[Foundation-l] Legal position of audio recordings of GFDL content?

Anthony wikimail at inbox.org
Tue Apr 22 14:23:14 UTC 2008

On Tue, Apr 22, 2008 at 5:01 AM, David Gerard <dgerard at gmail.com> wrote:
> One important question: how do you manage GFDL on spoken text?
Depends on how you intend to distribute the spoken text.  The GFDL
does not state that the text of the license must be in the same format
as the rest of the document.  Including the license in an online
distribution is easy.  Including the license in a physical
distribution (of CDs or whatever) is easy.  The only difficulty I can
see for this would be for an audio broadcast - but then again, the
GFDL doesn't even mention anything about the public performance right
(only the public display right), so by a strict reading of the license
you aren't permitted to make an audio broadcast of a GFDL work anyway.
 And what radio station wants to broadcast GFDL documents anyway?

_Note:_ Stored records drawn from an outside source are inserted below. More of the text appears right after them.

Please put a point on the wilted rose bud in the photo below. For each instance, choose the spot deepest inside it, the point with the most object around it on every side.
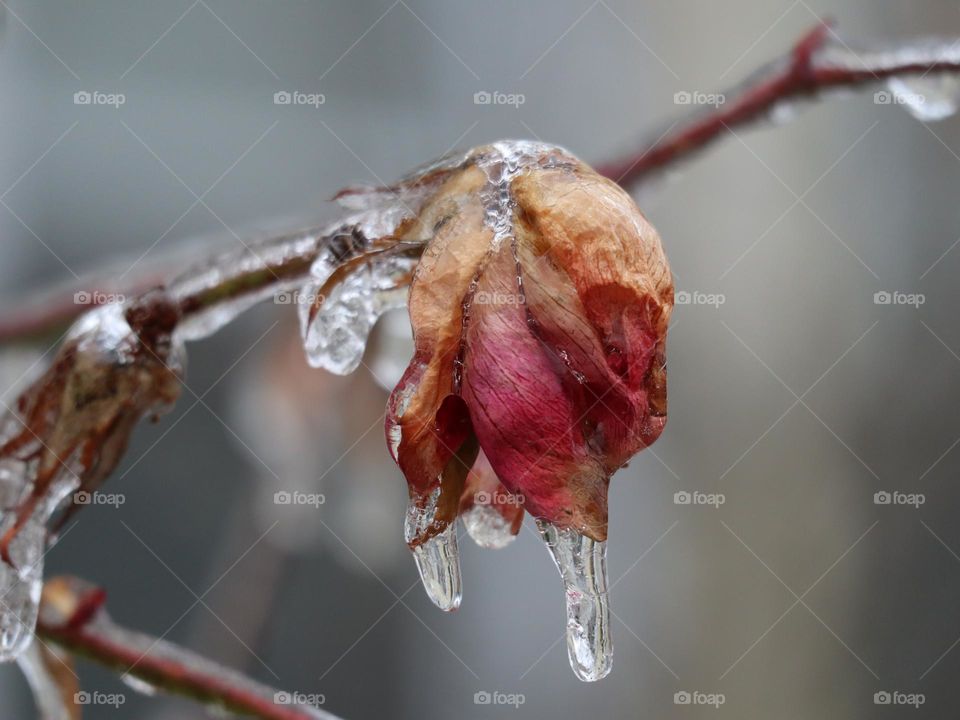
(540, 309)
(539, 301)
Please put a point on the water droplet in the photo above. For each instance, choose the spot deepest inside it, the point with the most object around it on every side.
(438, 562)
(437, 557)
(582, 562)
(139, 685)
(929, 98)
(488, 527)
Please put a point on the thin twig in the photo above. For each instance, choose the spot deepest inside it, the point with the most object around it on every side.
(818, 63)
(72, 617)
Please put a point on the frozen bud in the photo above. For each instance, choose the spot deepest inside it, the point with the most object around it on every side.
(539, 308)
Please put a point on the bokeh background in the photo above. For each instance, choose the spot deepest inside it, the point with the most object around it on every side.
(797, 398)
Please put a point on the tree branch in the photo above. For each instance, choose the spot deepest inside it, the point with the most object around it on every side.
(819, 62)
(72, 616)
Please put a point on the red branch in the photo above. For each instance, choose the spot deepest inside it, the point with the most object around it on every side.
(72, 616)
(806, 72)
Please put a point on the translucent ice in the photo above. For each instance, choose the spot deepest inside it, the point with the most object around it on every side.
(583, 566)
(336, 326)
(21, 583)
(488, 527)
(50, 701)
(437, 557)
(929, 98)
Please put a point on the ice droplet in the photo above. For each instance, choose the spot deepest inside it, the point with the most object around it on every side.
(437, 557)
(929, 98)
(139, 685)
(336, 337)
(582, 562)
(487, 527)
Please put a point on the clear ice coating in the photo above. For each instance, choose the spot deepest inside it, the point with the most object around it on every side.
(253, 258)
(50, 702)
(487, 527)
(438, 557)
(336, 336)
(930, 98)
(102, 348)
(20, 585)
(582, 562)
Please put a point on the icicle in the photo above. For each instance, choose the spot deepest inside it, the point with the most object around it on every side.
(438, 557)
(488, 527)
(47, 694)
(21, 584)
(336, 337)
(930, 98)
(583, 567)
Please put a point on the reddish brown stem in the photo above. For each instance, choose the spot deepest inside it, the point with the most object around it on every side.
(73, 617)
(805, 73)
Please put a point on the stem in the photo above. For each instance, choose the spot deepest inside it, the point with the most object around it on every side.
(72, 617)
(817, 64)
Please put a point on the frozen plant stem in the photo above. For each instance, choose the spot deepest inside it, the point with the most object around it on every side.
(817, 64)
(72, 616)
(214, 294)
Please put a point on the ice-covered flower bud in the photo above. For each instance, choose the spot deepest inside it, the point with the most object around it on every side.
(539, 297)
(539, 308)
(68, 432)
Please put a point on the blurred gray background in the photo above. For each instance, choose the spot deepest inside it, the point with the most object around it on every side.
(799, 597)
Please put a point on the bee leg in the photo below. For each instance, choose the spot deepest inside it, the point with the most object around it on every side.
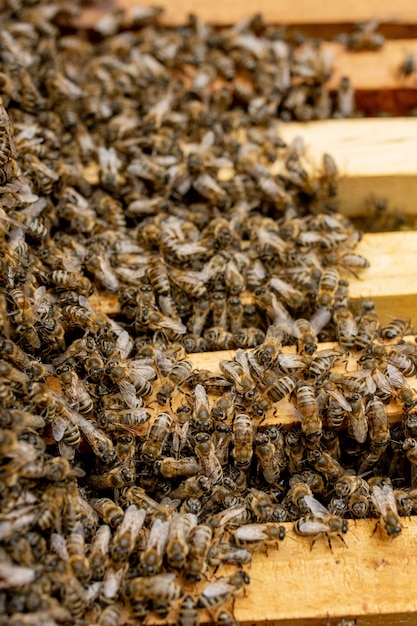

>  Requiring a reading of the license on the end of all audios is
>  onerous. Our many spoken articles on English Wikipedia are
>  (presumably) not a violation as long as they're on Wikipedia, with the
>  license text a link away - but aren't really unencumbered for use
>  elsewhere.
>  Is the GFDL fundamentally discriminatory against the blind?
If anything, requiring the license to be spoken when the rest of the
document is spoken would benefit the blind, as it would more easily
inform them of their rights.  That's the whole point of requiring the
license to be included, right?  To inform people of their rights?